StoreDot‘s XFC proprietary lithium-ion batteries can be charged up to full capacity in just five minutes, compared to 30 to 40 minutes for other electric car batteries, including those made by Tesla. If the company’s batteries can be mass-produced over the next three years, it could mean gameover for the internal combustion engine.
StoreDot replaces the graphite used in traditional lithium-ion batteries with germanium-based nanoparticles, into which ions can pass quickly and more easily. The company plans to transition to silicon, which is less expensive than germanium, next year to make the cost equal to lithium-ion batteries.
“The number one barrier to the adoption of electric vehicles is no longer cost,” StoreDot CEO Doron Myersdorf said in a statement this week. “It is range anxiety. You’re either afraid that you’re going to get stuck on the highway or you’re going to need to sit in a charging station for two hours. But if the experience of the driver is exactly like fueling [a gasoline car], this whole anxiety goes away.”
StoreDot is also working with British petroleum company BP to repurpose thousands of existing gasoline service stations into charging stations for the car batteries.
For fast-charging batteries to be economically viable, however, they must be able to be recharged at least 500 times without degrading.
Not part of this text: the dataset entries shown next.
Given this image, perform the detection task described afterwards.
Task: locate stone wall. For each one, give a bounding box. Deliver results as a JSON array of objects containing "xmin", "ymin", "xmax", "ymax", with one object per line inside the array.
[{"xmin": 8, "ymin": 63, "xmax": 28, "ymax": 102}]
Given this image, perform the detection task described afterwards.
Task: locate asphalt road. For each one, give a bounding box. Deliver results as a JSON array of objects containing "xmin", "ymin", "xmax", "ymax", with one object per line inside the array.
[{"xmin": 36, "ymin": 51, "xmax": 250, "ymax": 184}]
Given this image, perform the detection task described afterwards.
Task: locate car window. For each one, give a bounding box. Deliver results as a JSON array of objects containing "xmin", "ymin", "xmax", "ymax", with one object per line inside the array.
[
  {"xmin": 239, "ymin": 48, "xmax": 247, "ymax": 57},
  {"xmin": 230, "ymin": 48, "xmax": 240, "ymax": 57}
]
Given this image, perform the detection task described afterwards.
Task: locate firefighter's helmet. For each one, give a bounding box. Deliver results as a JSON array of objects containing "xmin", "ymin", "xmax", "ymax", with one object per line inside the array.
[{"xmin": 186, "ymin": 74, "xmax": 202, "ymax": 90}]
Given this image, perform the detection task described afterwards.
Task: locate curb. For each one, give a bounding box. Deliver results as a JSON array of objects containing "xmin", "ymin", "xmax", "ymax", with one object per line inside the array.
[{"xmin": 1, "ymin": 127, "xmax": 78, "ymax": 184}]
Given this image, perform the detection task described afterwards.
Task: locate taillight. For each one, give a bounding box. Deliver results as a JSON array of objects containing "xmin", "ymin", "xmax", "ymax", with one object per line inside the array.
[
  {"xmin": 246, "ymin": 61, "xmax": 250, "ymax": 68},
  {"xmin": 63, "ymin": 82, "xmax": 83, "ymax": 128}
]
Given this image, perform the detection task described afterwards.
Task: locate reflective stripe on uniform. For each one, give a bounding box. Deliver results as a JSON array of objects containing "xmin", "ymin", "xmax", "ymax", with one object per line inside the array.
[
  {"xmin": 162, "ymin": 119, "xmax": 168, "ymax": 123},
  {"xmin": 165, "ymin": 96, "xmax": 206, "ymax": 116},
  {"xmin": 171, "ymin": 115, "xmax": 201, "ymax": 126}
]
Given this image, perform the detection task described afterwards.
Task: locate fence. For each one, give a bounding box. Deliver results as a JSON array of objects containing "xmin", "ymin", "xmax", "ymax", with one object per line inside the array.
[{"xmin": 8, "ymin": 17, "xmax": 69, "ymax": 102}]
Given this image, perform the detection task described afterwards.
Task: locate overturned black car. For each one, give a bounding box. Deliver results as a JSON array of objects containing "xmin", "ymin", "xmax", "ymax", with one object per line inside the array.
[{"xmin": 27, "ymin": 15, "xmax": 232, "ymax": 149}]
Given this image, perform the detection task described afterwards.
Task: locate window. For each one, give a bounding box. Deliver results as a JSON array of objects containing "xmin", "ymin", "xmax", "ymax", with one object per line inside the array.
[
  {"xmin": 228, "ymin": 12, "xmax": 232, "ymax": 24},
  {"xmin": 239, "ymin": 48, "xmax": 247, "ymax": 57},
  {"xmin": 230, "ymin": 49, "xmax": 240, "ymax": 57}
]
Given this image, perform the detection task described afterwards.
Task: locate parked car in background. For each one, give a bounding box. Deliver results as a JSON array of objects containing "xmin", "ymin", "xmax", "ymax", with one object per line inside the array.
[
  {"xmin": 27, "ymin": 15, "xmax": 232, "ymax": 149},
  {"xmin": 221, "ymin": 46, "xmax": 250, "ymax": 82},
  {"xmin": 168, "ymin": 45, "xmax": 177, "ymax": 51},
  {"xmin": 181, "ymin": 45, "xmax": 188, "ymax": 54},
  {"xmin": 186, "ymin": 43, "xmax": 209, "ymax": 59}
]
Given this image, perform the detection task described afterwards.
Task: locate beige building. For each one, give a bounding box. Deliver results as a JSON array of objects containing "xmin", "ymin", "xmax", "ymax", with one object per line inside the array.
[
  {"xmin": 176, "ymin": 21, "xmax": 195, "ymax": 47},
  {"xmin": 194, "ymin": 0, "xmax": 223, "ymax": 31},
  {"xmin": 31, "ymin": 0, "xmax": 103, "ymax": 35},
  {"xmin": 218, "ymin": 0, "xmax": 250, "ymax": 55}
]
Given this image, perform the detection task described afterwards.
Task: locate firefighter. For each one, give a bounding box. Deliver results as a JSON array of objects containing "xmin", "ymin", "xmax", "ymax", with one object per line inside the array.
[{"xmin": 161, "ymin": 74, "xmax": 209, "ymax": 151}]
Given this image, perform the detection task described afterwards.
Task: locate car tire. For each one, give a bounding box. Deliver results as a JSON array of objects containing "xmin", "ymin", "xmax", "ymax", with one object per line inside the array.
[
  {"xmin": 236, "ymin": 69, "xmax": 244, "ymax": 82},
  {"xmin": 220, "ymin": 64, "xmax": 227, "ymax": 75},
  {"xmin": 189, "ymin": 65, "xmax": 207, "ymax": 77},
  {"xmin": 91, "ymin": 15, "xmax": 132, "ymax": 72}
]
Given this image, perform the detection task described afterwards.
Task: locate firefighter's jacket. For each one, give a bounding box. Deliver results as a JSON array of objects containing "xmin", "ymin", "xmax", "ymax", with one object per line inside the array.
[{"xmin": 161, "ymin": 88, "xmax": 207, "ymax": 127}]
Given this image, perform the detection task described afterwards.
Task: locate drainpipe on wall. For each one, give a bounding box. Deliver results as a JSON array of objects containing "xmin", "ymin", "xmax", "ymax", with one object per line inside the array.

StoreDot’s batteries can be recharged for 1,000 cycles while retaining 80% of their original capacity, according to Myersdorf
The sample battery cells, which will now be distributed to electric vehicle manufacturers for testing, were produced by StoreDot’s strategic partner in China, EVE Energy. The batteries are designed to be produced on existing lithium-ion production lines, which should further keep the price down.
Founded in 2012, StoreDot has raised $130 million from investors, including Daimler AG, TDK Corporation, Samsung Ventures and BP Ventures.
At the 2019 Ecomotion conference in Tel Aviv, StoreDot showed off a live five-minute recharge of a motorcycle. And last year, the company revealed that it had adopted its fast-charging battery technology to work with autonomous drones.